Some devices I'd shamelessly steal brilliant design ideas from:
In fairness (and because I have one), HP has been making touch screen/tablet laptops for years.
I don't care which technology gets used (which ever is more durable), but the idea of a lightweight touch screen reader AND a laptop that allows for full media creation is vital!
Horizontal wide-screens are designed for entertainment, but reading only happens well when you've got continuous text you don't have to constantly scroll through a narrow window. These learning tools MUST allow for the most accessible e-reading experience - meaning a device that can mimic a tablet.
The end result has at least a 128GB solid state drive (SSD), that allows for multiple OS installs if a student wants them. The hardware would be able to run CHROME OS, LINUX, OSx and Windows (depending on student experience, preference and ability). The choice to upgrade on-device storage would be easy because the SSD it comes with would be a standard 2.5 inch laptop hard drive bay that would take any of many choices of hard or solid state drive.
Basic connectivity to the device would be through USB3 and video out - mini-dvi (for sharing presentations). No manufacturer specific connectors (Apple, I'm looking at you and your weird dongle fixation).
The screen would be a 13 inch unit with a standard resolution of 1366x768, though a student who wants a higher (retina) level display could always upgrade to one (since they bolt on, this would be a matter of standardizing monitor connectors and offering variations in resolution and colour quality based on cost and need.
While we're standardizing things, these digital tools would use standardized screws and fasteners that make repairs easy (are you still listening Apple?). Any high school would have its own genius bar/nerd cave where students in senior computer engineering can repair and upgrade equipment at minimal cost.
The compartmentalization is vital to this tool. The screen needs to detach logically and easily for replacement, same with the memory, hard/solid state drive, CPU, battery and keyboard. Compartmentalization allows for much cheaper upkeep. I'd also like all the pieces to be easily recyclable as well as replace/up-gradable.
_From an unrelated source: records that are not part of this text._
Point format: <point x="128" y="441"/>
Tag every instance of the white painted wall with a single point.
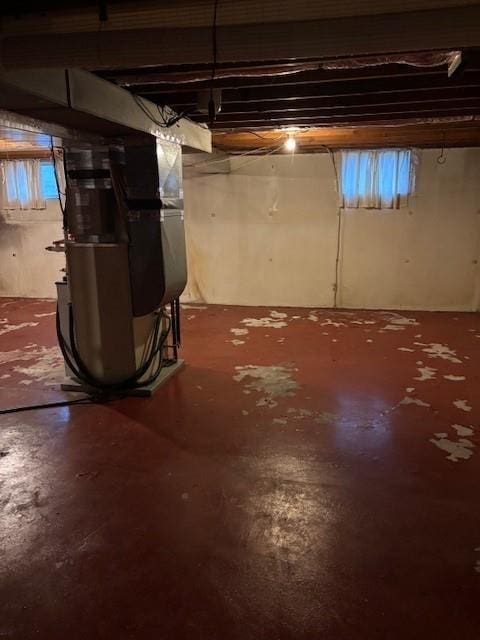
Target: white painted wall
<point x="26" y="269"/>
<point x="266" y="234"/>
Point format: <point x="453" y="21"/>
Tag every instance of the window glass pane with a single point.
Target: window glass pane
<point x="375" y="178"/>
<point x="405" y="158"/>
<point x="47" y="180"/>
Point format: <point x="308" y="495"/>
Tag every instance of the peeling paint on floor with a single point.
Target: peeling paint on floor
<point x="45" y="363"/>
<point x="333" y="323"/>
<point x="426" y="373"/>
<point x="463" y="405"/>
<point x="417" y="401"/>
<point x="269" y="322"/>
<point x="273" y="381"/>
<point x="442" y="351"/>
<point x="463" y="431"/>
<point x="460" y="449"/>
<point x="239" y="332"/>
<point x="7" y="328"/>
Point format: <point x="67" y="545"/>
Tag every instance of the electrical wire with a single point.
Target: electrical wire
<point x="211" y="102"/>
<point x="81" y="372"/>
<point x="339" y="228"/>
<point x="53" y="405"/>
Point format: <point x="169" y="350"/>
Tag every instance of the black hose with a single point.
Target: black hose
<point x="81" y="372"/>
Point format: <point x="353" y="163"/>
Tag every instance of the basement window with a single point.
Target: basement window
<point x="376" y="178"/>
<point x="26" y="184"/>
<point x="48" y="181"/>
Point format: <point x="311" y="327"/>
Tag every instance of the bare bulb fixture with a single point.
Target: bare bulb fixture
<point x="290" y="144"/>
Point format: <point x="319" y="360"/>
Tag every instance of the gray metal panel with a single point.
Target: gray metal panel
<point x="100" y="292"/>
<point x="77" y="98"/>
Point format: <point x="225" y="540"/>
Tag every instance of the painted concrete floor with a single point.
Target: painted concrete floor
<point x="310" y="474"/>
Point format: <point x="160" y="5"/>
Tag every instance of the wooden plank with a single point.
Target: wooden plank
<point x="461" y="134"/>
<point x="377" y="86"/>
<point x="410" y="30"/>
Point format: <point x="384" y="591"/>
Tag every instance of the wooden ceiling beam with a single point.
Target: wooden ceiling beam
<point x="378" y="86"/>
<point x="421" y="135"/>
<point x="303" y="119"/>
<point x="346" y="104"/>
<point x="150" y="84"/>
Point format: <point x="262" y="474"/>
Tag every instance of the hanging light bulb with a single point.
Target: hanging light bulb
<point x="290" y="144"/>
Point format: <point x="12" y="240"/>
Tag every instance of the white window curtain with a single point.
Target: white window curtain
<point x="20" y="185"/>
<point x="376" y="179"/>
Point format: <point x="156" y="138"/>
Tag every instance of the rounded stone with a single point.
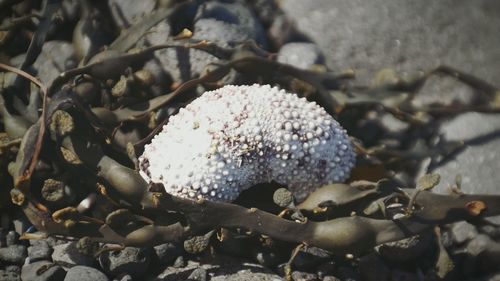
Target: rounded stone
<point x="68" y="254"/>
<point x="14" y="254"/>
<point x="300" y="54"/>
<point x="43" y="271"/>
<point x="40" y="250"/>
<point x="84" y="273"/>
<point x="130" y="260"/>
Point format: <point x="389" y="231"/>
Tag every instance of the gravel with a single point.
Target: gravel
<point x="85" y="273"/>
<point x="42" y="271"/>
<point x="40" y="250"/>
<point x="68" y="254"/>
<point x="13" y="254"/>
<point x="130" y="260"/>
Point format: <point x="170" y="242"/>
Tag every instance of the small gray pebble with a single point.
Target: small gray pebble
<point x="311" y="257"/>
<point x="492" y="231"/>
<point x="373" y="268"/>
<point x="463" y="231"/>
<point x="84" y="273"/>
<point x="227" y="23"/>
<point x="168" y="252"/>
<point x="331" y="278"/>
<point x="6" y="275"/>
<point x="21" y="224"/>
<point x="124" y="277"/>
<point x="266" y="257"/>
<point x="13" y="254"/>
<point x="68" y="254"/>
<point x="300" y="54"/>
<point x="42" y="271"/>
<point x="13" y="268"/>
<point x="40" y="251"/>
<point x="199" y="274"/>
<point x="130" y="260"/>
<point x="11" y="238"/>
<point x="304" y="276"/>
<point x="179" y="262"/>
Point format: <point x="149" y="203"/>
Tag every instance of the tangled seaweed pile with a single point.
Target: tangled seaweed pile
<point x="74" y="125"/>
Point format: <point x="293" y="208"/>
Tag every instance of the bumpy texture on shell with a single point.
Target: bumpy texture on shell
<point x="229" y="139"/>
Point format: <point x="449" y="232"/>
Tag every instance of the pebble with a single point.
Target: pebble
<point x="11" y="238"/>
<point x="168" y="252"/>
<point x="179" y="262"/>
<point x="304" y="276"/>
<point x="199" y="274"/>
<point x="42" y="271"/>
<point x="40" y="250"/>
<point x="68" y="254"/>
<point x="124" y="277"/>
<point x="331" y="278"/>
<point x="13" y="254"/>
<point x="310" y="257"/>
<point x="85" y="273"/>
<point x="373" y="268"/>
<point x="227" y="23"/>
<point x="9" y="275"/>
<point x="130" y="260"/>
<point x="21" y="224"/>
<point x="300" y="54"/>
<point x="463" y="231"/>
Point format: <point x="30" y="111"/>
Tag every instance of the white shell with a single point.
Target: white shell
<point x="229" y="139"/>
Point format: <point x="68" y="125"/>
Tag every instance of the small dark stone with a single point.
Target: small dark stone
<point x="21" y="224"/>
<point x="197" y="244"/>
<point x="68" y="254"/>
<point x="331" y="278"/>
<point x="123" y="277"/>
<point x="199" y="274"/>
<point x="267" y="258"/>
<point x="326" y="269"/>
<point x="347" y="274"/>
<point x="130" y="260"/>
<point x="13" y="254"/>
<point x="13" y="268"/>
<point x="168" y="252"/>
<point x="300" y="54"/>
<point x="304" y="276"/>
<point x="491" y="231"/>
<point x="11" y="238"/>
<point x="398" y="274"/>
<point x="462" y="232"/>
<point x="40" y="250"/>
<point x="282" y="197"/>
<point x="310" y="257"/>
<point x="42" y="271"/>
<point x="6" y="275"/>
<point x="179" y="262"/>
<point x="85" y="273"/>
<point x="373" y="268"/>
<point x="227" y="23"/>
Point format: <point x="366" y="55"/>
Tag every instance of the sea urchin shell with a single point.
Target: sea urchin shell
<point x="229" y="139"/>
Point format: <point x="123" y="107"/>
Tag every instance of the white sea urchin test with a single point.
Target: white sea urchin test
<point x="229" y="139"/>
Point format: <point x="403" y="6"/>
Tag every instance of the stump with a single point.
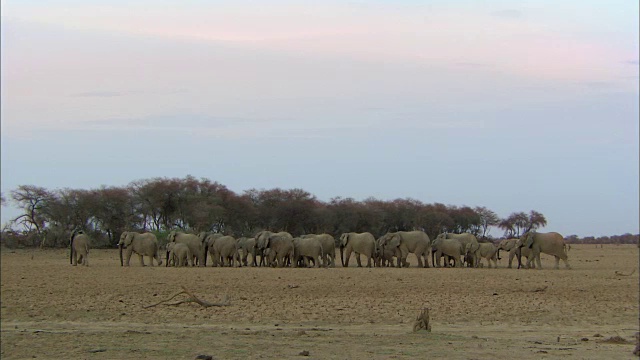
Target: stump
<point x="422" y="321"/>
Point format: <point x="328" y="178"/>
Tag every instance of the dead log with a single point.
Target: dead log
<point x="191" y="299"/>
<point x="422" y="321"/>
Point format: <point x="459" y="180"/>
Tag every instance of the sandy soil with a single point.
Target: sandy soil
<point x="53" y="310"/>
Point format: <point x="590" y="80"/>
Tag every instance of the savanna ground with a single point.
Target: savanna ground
<point x="55" y="311"/>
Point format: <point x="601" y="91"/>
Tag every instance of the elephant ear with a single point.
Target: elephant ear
<point x="128" y="240"/>
<point x="395" y="241"/>
<point x="529" y="240"/>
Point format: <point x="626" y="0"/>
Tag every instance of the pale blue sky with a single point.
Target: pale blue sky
<point x="516" y="108"/>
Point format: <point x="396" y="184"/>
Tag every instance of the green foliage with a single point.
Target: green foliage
<point x="189" y="204"/>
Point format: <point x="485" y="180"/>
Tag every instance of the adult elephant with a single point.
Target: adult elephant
<point x="307" y="248"/>
<point x="223" y="250"/>
<point x="469" y="241"/>
<point x="328" y="247"/>
<point x="194" y="242"/>
<point x="178" y="254"/>
<point x="509" y="245"/>
<point x="489" y="252"/>
<point x="145" y="244"/>
<point x="416" y="242"/>
<point x="279" y="245"/>
<point x="281" y="248"/>
<point x="79" y="244"/>
<point x="360" y="244"/>
<point x="383" y="256"/>
<point x="551" y="243"/>
<point x="451" y="247"/>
The end result would be an easily upgrade-able, component replaceable device that is operating system agnostic, highly adaptable and tough.
The idea of an environmentally sensible laptop isn't a pipe dream.
Google could easily make this happen working with their hardware partners (an Edu-Nexus?) - Microsoft and Apple seem intent on closed eco-system models, even for education, but I live in hope.
It's already the end of 2012. I'd love to see the silicon valley geniuses recognize that digital literacy is vital for education (and for the future of industry too - we're not producing digitally literate graduates!).
If we could get our hands on that modular, easily upgrade-able/maintainable, ruggedized transformable laptop/data creation, tablet/content consumption device, we'd be one giant step closer to helping students grasp opportunities for digital literacy.
I think we could mass produce these things for $300 for a basic one up to $600 for a tricked out one. The revolution is well underway, it's time for someone to give us the classroom tools we need to teach it.